Kinds of transfer under the Transfer of Property Act, 1882

  1. Sale of immovable property: There is a transfer of ownership from the buyer to the seller in exchange for the price. Delivery of tangible property from the seller to the buyer. 
  2. Mortgage of immovable property: The property gets transferred from the buyer to the seller in the form of a mortgage where the immovable property is mortgaged to secure a loan. The mortgagor has to pay the principal loan along with the interest to release the immovable property from the mortgage. 
  3. Leases of immovable property: The possession of the property is being transferred from one person to another person for a fixed price in this scenario there is no transfer of ownership. 
  4. Exchange of immovable property: When two persons mutually decide to transfer immovable property it would be referred to as an exchange of property. 
  5. Gift of immovable property:  According to the transfer of property Act, 1882,  gift refers to a transfer of movable or immovable property violently or without the consideration, by one person that is donee, to donor transfer is accepted by and on behalf of the donee.  

Features of Transfer of Property Act, 1882 

  • The preamble of the transfer of property Act lays down that it is related to the transfer of property by the act of the properties.
  • The transfer of property act, 1882 provides a uniform and a clear law concerning the transfer of movable property from one living person to another living person by the act of parties. 
  • The Transfer of Property Act, 1882 is an extension of the Indian Contract Act,1872 because the contract act was recognized as an inexhaustive code. 
  • The transfer of property law is not a copy of the English transfer of property laws that was enacted based on socio-economic conditions of the country.  
  • The transfer of property Act, 1882 cannot be considered as totally exhaustive; it covers the transfer of immovable property from the act of parties. 
  • Transfer of property is subject to the concurrent list that provides power to both the state legislature and the parliament to pass laws related to the matter of transfer of property.
  • The act covers five types of transfer of immovable property they are as follows: a) Mortgage b) gift c) sale d) actionable claims e) lease.
  • The transfer of property Act, 1882 is a law that applies lex-loci to all people living in that jurisdiction, not like personal laws that differ from person to person. 
  • The transfer of property Act, 1882 is governed by various principles like justice, equity, and good conscience. 
  • Initially, at the time of implementation, the act didn’t apply to the State of Bombay, Punjab, and Delhi as because they had their own acts related to property matters. Currently, the transfer of property act doesn’t apply in Punjab; it complies with the rule of good conscience, equity, and justice. 
  • Transfer of property Act, 1882 highlights the provision of inter-vivos parallel to the existing laws relating to the testamentary and interstate transfer.
  • The transfer of property act, 1882 is a general law and therefore it cannot prevail over the special laws passed by the parliament. 
  • Under the Transfer of Property Act, 1882 it mentions that absolute conditional restraint is void and partial conditional restraint on the transfer of property is valid.  

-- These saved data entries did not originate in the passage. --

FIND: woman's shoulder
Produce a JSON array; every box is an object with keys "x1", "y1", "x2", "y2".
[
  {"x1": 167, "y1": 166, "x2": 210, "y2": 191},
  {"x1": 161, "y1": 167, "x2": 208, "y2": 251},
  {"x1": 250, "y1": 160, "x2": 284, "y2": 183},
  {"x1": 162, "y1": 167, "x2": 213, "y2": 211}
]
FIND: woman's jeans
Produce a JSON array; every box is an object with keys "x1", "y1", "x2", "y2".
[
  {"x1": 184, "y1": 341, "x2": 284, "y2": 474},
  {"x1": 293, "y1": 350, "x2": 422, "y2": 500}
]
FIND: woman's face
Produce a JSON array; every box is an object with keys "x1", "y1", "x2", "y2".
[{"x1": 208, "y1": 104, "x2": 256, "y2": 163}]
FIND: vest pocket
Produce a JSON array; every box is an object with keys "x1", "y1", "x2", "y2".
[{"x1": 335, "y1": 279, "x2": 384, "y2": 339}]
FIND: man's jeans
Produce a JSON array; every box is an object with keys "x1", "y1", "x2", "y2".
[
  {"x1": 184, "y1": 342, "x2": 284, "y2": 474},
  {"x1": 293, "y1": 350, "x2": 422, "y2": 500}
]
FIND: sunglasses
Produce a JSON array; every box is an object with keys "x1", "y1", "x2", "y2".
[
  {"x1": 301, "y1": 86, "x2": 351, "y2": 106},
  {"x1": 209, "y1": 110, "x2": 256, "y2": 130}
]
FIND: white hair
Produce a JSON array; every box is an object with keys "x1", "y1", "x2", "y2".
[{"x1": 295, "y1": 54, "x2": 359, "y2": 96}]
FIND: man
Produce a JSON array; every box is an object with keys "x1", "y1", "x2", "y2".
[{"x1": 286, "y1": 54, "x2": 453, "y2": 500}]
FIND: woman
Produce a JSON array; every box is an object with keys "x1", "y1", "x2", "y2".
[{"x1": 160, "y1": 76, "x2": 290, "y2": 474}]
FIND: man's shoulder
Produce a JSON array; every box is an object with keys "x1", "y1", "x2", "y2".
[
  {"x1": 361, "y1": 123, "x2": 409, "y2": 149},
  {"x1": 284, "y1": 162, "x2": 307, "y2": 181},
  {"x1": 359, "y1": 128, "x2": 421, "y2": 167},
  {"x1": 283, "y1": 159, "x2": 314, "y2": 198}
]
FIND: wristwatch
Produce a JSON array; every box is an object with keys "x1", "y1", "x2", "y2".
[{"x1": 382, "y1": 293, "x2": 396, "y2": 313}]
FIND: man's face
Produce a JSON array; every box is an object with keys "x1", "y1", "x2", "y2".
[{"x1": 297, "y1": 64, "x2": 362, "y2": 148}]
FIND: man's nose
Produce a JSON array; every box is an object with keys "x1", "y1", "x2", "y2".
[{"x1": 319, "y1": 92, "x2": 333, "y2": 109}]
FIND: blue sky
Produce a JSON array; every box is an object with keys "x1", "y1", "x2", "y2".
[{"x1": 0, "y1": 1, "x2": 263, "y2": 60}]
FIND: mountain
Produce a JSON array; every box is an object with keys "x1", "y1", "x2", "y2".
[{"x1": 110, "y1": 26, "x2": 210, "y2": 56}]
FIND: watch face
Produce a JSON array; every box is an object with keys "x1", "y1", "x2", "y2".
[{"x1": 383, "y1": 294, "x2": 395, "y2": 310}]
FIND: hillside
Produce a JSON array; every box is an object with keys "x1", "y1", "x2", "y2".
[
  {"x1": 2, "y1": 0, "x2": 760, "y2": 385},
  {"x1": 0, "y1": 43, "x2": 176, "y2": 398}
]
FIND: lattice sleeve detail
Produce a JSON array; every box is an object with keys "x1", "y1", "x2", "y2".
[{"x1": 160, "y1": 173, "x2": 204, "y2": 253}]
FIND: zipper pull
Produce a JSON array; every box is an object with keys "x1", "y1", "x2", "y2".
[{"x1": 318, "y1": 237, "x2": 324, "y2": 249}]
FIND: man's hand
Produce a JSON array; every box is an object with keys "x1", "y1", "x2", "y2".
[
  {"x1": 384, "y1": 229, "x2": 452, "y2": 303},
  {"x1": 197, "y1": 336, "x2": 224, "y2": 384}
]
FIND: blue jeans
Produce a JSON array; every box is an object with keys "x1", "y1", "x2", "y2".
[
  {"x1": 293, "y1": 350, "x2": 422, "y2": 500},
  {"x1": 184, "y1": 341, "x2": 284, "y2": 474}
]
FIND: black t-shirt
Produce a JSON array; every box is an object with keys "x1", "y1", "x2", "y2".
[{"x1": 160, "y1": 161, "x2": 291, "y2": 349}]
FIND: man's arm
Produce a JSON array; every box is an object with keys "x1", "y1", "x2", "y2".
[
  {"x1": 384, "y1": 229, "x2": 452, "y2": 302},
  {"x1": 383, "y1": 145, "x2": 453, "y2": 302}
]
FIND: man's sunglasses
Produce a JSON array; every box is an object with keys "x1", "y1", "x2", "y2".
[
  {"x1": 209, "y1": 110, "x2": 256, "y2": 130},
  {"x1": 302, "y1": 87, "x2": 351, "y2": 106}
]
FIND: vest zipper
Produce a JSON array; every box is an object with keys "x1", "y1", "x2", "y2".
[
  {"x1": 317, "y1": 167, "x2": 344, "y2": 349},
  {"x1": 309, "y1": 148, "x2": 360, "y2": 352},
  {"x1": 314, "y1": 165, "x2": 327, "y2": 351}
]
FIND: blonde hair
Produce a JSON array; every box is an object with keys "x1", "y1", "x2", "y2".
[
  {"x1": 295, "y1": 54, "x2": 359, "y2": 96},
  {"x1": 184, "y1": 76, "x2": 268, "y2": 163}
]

The Act was introduced with an intention to create a comprehensive Act which provides information about the transfer in a very simple language during the time of introduction it was not complete and had various uncertainties. It has gone through various amendment processes and the act has proved it time and again about its effectiveness. In India, many more such acts like transfer of property Act, 1882 are still in need to be implemented.